Ce fut la révolution des poussettes. Au fil des années 1970, un changement radical s'opère inopinément. L'enfant est désormais placé dans le sens de la marche, et non plus face à l'adulte. Olivier Rey part de cette observation pour conduire le lecteur dans un passionnant voyage intellectuel autour de la question des origines, de l'individu et de la modernité. Le monde est passé du règne de l'hétéronomie - domination de l'individu par les figures de la religion, de l'autorité et de la tradition - à celui de l'autonomie - où il s'imagine libéré du passé et producteur de lui-même. L'auteur est mathématicien. On ne le devinerait pas à la lecture de sa démonstration, qui se nourrit d'une heureuse variété de références philosophiques, scientifiques ou littéraires. Son propos est non d'instruire le procès de la modernité au nom d'un passéisme artificiel, mais plutôt de la comparer à ses propres prétentions.
Œuvres de science-fiction à l'appui, Olivier Rey montre à quel point le fantasme d'auto engendrement est au cœur des mentalités contemporaines. L'illusion que l'on ne doit rien au passé et tout à soi-même fait, bien sûr, des ravages dans les politiques éducatives. C'est qu'elle est, ici, conforté par le « bougisme » extrême d'un monde où rien n'est désormais assuré de permanence. L'auteur éclaire encore de ce jour l'engouement pour les différentes formes de procréation artificielle. Après s'être dégagé de la religion, explique-t-il, l'individu moderne est amené à se libérer de la sexualité, entendue comme appartenant, elle aussi, au mystère des origines.
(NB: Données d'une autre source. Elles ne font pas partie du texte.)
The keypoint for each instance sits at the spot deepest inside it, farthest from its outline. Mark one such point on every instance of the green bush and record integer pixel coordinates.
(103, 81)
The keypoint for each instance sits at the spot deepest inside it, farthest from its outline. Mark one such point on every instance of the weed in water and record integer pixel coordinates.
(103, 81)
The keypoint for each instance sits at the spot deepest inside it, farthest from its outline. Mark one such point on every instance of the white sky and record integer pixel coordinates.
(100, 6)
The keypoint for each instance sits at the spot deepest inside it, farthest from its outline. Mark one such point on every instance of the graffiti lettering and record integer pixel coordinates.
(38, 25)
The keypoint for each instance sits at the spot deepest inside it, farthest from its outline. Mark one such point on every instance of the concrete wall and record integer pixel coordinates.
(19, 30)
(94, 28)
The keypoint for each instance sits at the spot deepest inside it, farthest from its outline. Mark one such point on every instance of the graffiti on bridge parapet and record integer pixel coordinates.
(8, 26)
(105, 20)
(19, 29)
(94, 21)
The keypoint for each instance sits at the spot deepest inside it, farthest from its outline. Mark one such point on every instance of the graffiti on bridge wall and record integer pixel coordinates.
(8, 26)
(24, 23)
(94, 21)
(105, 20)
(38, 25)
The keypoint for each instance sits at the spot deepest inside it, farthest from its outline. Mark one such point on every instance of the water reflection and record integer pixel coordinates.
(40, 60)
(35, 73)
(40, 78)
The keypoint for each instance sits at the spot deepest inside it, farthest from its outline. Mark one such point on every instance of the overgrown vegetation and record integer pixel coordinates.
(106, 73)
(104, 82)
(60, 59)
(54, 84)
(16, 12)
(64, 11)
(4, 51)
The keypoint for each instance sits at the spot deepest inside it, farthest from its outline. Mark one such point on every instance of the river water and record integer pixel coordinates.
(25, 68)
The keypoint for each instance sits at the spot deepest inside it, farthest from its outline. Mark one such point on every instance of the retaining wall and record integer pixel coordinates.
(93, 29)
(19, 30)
L'auteur interroge le caractère «faussement rationnel» d'un monde qui croit pouvoir s'orienter grâce à la seule boussole scientifique et technique. Voilà qui «laisse la raison calculante seule avec elle-même - ce qui veut dire: seule avec l'inconscient». L'humanité passe alors dangereusement en pilotage automatique si l'on veut bien se rappeler que l'inconscient n'est autre que «l'infantile en nous».
Or cette alchimie entre modernité des moyens et archaïsme des fins entre en congruence avec la dynamique actuelle du capitalisme. Le dépérissement des codes éducatifs ou éthiques autorise la libre manipulation des individus par un marché qui étend sans cesse son empire. Le refoulement des origines et la quête d'immortalité participent d'une véritable régression de l'humanité. «La tendance à effacer le parcours, en proclamant l'enfant autonome et en voulant le vieillard toujours jeune, rapproche bizarrement l'humanité de l'animalité», observe Rey, qui appelle à une «refonte de la pensée». L'enjeu est bien d'inventer un autre rapport au passé et à la tradition que celui d'une brutale négation, caractéristique de la modernité. On ne se libère vraiment de ses origines qu'en les assumant.